I don't really appreciate the stereotype that people here are more racist and
backwards than in other parts of the country. It actually seems to me that in
many ways we have superior race relations down here. The amount of blacks
living here is much higher than it is in other parts of the country. Most days
when I walk to work I don't see any white people at all. You notice that when
there are race riots and events of racial tension they never occur in the
south?

I think the fear that a black person would have some sort of wild racist
encounter down here is misplaced.

------
LyndsySimon
> They took to heart several recommendations gleaned from the conversation,
> including that they should bypass Harrison, an Arkansas town with a long
> history of KKK activity.

I live in Harrison, AR - in fact, I just moved back here after spending five
years in Charlottesville, VA.

You're far more likely to be harassed for having a Hillary sticker on the back
of your car than for the color of your skin.

------
dave_f
I'm a white guy that prefers not to travel through the inner city, because of
what might happen to me there.
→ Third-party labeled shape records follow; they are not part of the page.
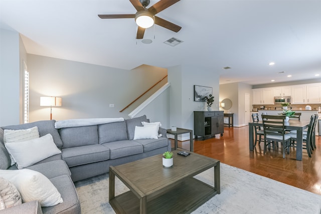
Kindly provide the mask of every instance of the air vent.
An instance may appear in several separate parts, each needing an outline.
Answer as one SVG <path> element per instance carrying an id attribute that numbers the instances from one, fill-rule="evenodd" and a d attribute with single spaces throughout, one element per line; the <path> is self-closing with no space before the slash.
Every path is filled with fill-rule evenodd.
<path id="1" fill-rule="evenodd" d="M 184 41 L 182 41 L 181 40 L 179 40 L 178 39 L 176 39 L 176 38 L 172 37 L 169 40 L 164 42 L 164 43 L 169 45 L 171 46 L 175 46 L 180 43 L 182 43 Z"/>

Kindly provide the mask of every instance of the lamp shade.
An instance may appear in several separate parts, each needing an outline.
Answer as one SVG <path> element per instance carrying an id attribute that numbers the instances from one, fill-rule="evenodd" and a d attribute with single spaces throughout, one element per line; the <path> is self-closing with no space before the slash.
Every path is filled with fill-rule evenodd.
<path id="1" fill-rule="evenodd" d="M 137 25 L 142 28 L 148 28 L 154 24 L 152 15 L 148 11 L 138 11 L 135 17 Z"/>
<path id="2" fill-rule="evenodd" d="M 40 97 L 40 106 L 61 106 L 62 99 L 57 97 Z"/>

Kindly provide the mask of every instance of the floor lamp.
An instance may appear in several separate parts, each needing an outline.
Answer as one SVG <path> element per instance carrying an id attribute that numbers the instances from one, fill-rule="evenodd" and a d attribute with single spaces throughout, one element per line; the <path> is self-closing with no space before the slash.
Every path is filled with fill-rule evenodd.
<path id="1" fill-rule="evenodd" d="M 52 107 L 61 106 L 62 99 L 57 97 L 40 97 L 40 106 L 50 106 L 50 120 L 52 119 Z"/>

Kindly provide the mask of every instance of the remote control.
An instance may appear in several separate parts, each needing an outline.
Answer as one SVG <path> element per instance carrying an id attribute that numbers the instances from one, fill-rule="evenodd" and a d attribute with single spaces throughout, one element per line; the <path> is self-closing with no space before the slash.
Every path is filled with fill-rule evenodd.
<path id="1" fill-rule="evenodd" d="M 189 156 L 190 154 L 191 154 L 190 153 L 183 151 L 178 152 L 177 153 L 181 155 L 185 156 L 185 157 L 186 157 L 187 156 Z"/>

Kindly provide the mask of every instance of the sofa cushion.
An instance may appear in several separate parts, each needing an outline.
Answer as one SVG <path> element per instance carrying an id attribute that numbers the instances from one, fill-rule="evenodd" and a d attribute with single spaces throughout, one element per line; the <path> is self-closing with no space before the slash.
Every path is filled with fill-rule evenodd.
<path id="1" fill-rule="evenodd" d="M 39 136 L 40 137 L 46 135 L 47 134 L 51 134 L 54 139 L 54 142 L 56 145 L 57 145 L 57 146 L 58 148 L 61 148 L 62 146 L 62 141 L 60 138 L 60 135 L 59 135 L 58 130 L 55 128 L 55 122 L 56 121 L 55 120 L 42 120 L 32 123 L 25 123 L 24 124 L 7 126 L 2 128 L 3 129 L 19 130 L 27 129 L 34 126 L 37 126 L 38 128 L 38 131 L 39 132 Z M 1 137 L 0 137 L 0 138 L 1 138 Z"/>
<path id="2" fill-rule="evenodd" d="M 21 195 L 14 184 L 0 177 L 0 210 L 22 203 Z"/>
<path id="3" fill-rule="evenodd" d="M 100 144 L 66 148 L 61 151 L 64 160 L 70 167 L 109 159 L 109 149 Z"/>
<path id="4" fill-rule="evenodd" d="M 4 130 L 0 128 L 0 169 L 7 169 L 11 164 L 11 160 L 9 153 L 4 145 L 3 137 Z"/>
<path id="5" fill-rule="evenodd" d="M 26 168 L 39 172 L 49 179 L 63 175 L 71 175 L 68 166 L 63 160 L 53 160 L 35 164 Z"/>
<path id="6" fill-rule="evenodd" d="M 110 159 L 116 159 L 142 153 L 142 145 L 133 140 L 121 140 L 103 143 L 110 150 Z"/>
<path id="7" fill-rule="evenodd" d="M 146 115 L 143 115 L 132 119 L 128 119 L 126 120 L 125 121 L 128 140 L 132 140 L 134 139 L 135 126 L 142 126 L 142 122 L 149 122 L 146 117 Z"/>
<path id="8" fill-rule="evenodd" d="M 53 206 L 63 202 L 60 193 L 42 173 L 28 169 L 1 170 L 1 176 L 11 181 L 21 194 L 23 202 L 39 200 L 42 206 Z"/>
<path id="9" fill-rule="evenodd" d="M 61 153 L 50 134 L 26 141 L 7 143 L 5 145 L 20 169 Z"/>
<path id="10" fill-rule="evenodd" d="M 159 137 L 158 139 L 142 139 L 133 140 L 134 141 L 142 145 L 144 152 L 151 151 L 158 148 L 168 146 L 168 140 L 166 137 Z"/>
<path id="11" fill-rule="evenodd" d="M 126 122 L 98 125 L 98 137 L 100 144 L 127 140 Z"/>
<path id="12" fill-rule="evenodd" d="M 80 202 L 70 176 L 61 175 L 50 179 L 61 195 L 64 202 L 55 206 L 41 207 L 44 213 L 80 213 Z"/>
<path id="13" fill-rule="evenodd" d="M 63 128 L 61 129 L 60 136 L 63 148 L 71 148 L 98 143 L 97 125 Z"/>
Let's stop pretending that this is a one-way
street.

------
RickJWag
Are we to infer that racism is less prevalent in urban America?

Oddly, I read not long ago that the most segregated schools in America are in
New York city.

------
DanBC
The full title is _From the Green Book to Facebook, how black people still
need to outwit racists in rural America_.

EDIT: The given title is too long to fit the 80 character limit. And I suck at
picking new titles. Sorry.